Inside Out & Back Again, by Thanhha Lai
One Mat Each
We climb on
and claim a space
of two straw mats
under the deck,
enough for us five
to lie side by side.
By sunset our space
is one straw mat,
enough for us five
to huddle together.
Bodies cram
every centimeter
below deck,
then every centimeter
on deck.
Everyone knows the ship
could sink,
unable to hold
the piles of bodies
that keep crawling on
like raging ants
from a disrupted nest.
But no one
is heartless enough
to say
stop
because what if
they had been
stopped
before their turn?
At the outset of 1975, Kim Hà is a ten-year-old girl living in Saigon, South Vietnam. A year later, she finds herself in Alabama, a refugee of the war. The tumultuous events of that year feel very much as though everything she knows has been turned inside out and upside down, and slowly, in new, foreign ways, put back together again.
As the story begins, Hà’s life is a sweet-and-sour mix. The sweetness stems from many familiar parts of life — family, home, bougainvillea vines flaming with color, and a young papaya tree ready to yield its first luscious fruit. The sour is largely due to her missing father. Nine years before, when she was not yet one, he left on a navy assignment, was captured by the Communists, and has never been heard from again.
Yet in this Year of the Cat, many other forboding fingers are reaching into Hà’s life. Saigon is crumbling. Finally, awfully, there is nothing to do but flee. Hà, her mother, and brothers encounter intense dangers, sorrows, and miseries in their escape to Guam, their life in a refugee tent camp there, and their journey to America.

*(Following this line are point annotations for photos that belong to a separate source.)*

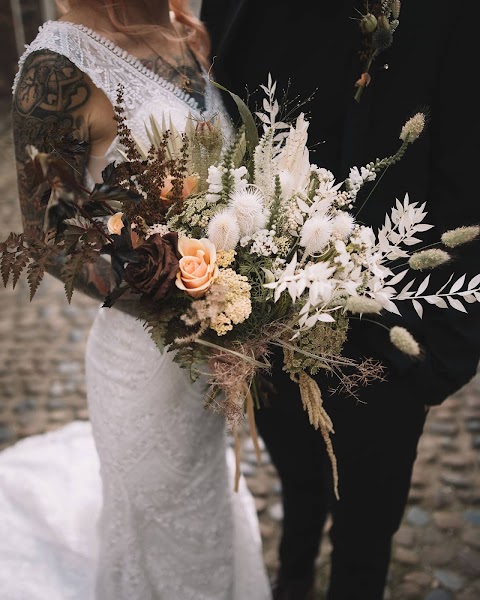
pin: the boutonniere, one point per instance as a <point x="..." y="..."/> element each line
<point x="377" y="25"/>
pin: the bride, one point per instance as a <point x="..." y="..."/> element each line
<point x="138" y="503"/>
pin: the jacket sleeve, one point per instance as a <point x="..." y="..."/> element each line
<point x="450" y="339"/>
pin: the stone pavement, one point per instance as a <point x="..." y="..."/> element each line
<point x="436" y="553"/>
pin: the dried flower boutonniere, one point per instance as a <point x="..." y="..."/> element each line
<point x="377" y="26"/>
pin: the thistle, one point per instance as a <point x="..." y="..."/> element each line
<point x="223" y="230"/>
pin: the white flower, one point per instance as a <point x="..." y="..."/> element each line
<point x="215" y="185"/>
<point x="292" y="163"/>
<point x="342" y="225"/>
<point x="247" y="205"/>
<point x="315" y="234"/>
<point x="223" y="230"/>
<point x="214" y="179"/>
<point x="239" y="177"/>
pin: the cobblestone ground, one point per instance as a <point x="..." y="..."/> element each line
<point x="437" y="550"/>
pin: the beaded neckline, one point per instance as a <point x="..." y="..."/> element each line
<point x="131" y="60"/>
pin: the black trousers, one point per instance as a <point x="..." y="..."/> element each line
<point x="375" y="443"/>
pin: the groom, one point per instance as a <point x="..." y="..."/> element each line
<point x="313" y="48"/>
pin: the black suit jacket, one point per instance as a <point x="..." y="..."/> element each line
<point x="429" y="67"/>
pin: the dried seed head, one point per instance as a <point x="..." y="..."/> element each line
<point x="413" y="128"/>
<point x="363" y="305"/>
<point x="368" y="23"/>
<point x="460" y="235"/>
<point x="428" y="259"/>
<point x="404" y="341"/>
<point x="396" y="5"/>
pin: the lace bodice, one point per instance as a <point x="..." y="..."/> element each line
<point x="109" y="66"/>
<point x="171" y="527"/>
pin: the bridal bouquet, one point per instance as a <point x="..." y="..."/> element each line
<point x="237" y="244"/>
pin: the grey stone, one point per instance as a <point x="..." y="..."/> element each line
<point x="275" y="511"/>
<point x="25" y="405"/>
<point x="76" y="335"/>
<point x="419" y="577"/>
<point x="472" y="516"/>
<point x="418" y="516"/>
<point x="447" y="520"/>
<point x="449" y="579"/>
<point x="405" y="536"/>
<point x="247" y="469"/>
<point x="55" y="404"/>
<point x="456" y="480"/>
<point x="439" y="594"/>
<point x="6" y="435"/>
<point x="473" y="425"/>
<point x="468" y="561"/>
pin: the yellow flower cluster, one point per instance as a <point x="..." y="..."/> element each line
<point x="225" y="257"/>
<point x="237" y="305"/>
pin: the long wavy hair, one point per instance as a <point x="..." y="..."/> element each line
<point x="196" y="33"/>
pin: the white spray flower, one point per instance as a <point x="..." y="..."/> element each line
<point x="413" y="128"/>
<point x="223" y="230"/>
<point x="247" y="205"/>
<point x="315" y="234"/>
<point x="342" y="225"/>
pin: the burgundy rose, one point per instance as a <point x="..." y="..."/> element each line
<point x="155" y="272"/>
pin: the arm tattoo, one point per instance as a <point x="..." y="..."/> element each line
<point x="50" y="99"/>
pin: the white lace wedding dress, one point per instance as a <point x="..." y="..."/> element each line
<point x="144" y="508"/>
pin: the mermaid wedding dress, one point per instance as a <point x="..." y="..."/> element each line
<point x="138" y="503"/>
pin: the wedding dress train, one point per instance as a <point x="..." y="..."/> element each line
<point x="150" y="477"/>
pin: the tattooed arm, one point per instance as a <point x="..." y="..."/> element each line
<point x="52" y="97"/>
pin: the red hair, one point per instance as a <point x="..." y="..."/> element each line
<point x="195" y="31"/>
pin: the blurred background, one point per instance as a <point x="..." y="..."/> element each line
<point x="436" y="554"/>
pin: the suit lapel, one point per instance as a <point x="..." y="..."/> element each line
<point x="233" y="21"/>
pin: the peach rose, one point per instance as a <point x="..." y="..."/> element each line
<point x="197" y="266"/>
<point x="189" y="184"/>
<point x="115" y="224"/>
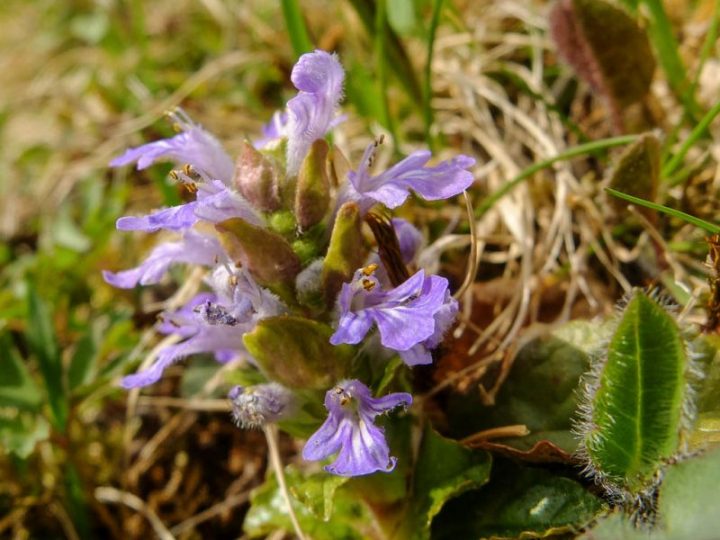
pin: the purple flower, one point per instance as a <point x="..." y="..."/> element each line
<point x="194" y="248"/>
<point x="275" y="129"/>
<point x="215" y="203"/>
<point x="409" y="239"/>
<point x="411" y="314"/>
<point x="444" y="317"/>
<point x="175" y="218"/>
<point x="193" y="145"/>
<point x="255" y="406"/>
<point x="350" y="429"/>
<point x="393" y="186"/>
<point x="319" y="78"/>
<point x="212" y="323"/>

America has its sweet and sour, too, Hà discovers — a kind host who looks like a cowboy, but that monstrously difficult English language with it’s funny sounds and rules; showers in the bathroom that feel like a massage of rain, but teasing and laughter at school. Loneliness, meanness; generosity, kindness. Always the spectre of her father, wondering, wishing, hoping he were alive and caring for them. Somehow, Hà must learn to embrace this new configuration of life.
Thanhha Lai has written her beautiful, poignant novel in the form of free verse. It is stunning how much emotion and detail and story she packs into her limited words, yet it’s highly accessible to middle-grade readers. This is a semi-autobiographical novel, as Lai herself fled Vietnam for Alabama at age ten, with a father missing in action. She draws from her experiences to skillfully bring us into the world of a young refugee girl, a place where it is important for us and our children to sit and learn.
Winner of a Newbery Honor last year, I’m recommending this for ages 9 or 10 and up. It will appeal primarily to girls with the entire story from Hà’s point of view. For a refugee story featuring a male protagonist, you might try Home of the Brave, which I reviewed here.
Here’s the Amazon link: Inside Out and Back Again
[…] Books: Home of the Brave A Long Walk to Water The Red Pencil The House of Sixty Fathers Inside Out & Back Again An Elephant in the Garden Twenty and Ten Odette’s […]
[…] Inside Out and Back Again The moving story of a Vietnamese refugee. […]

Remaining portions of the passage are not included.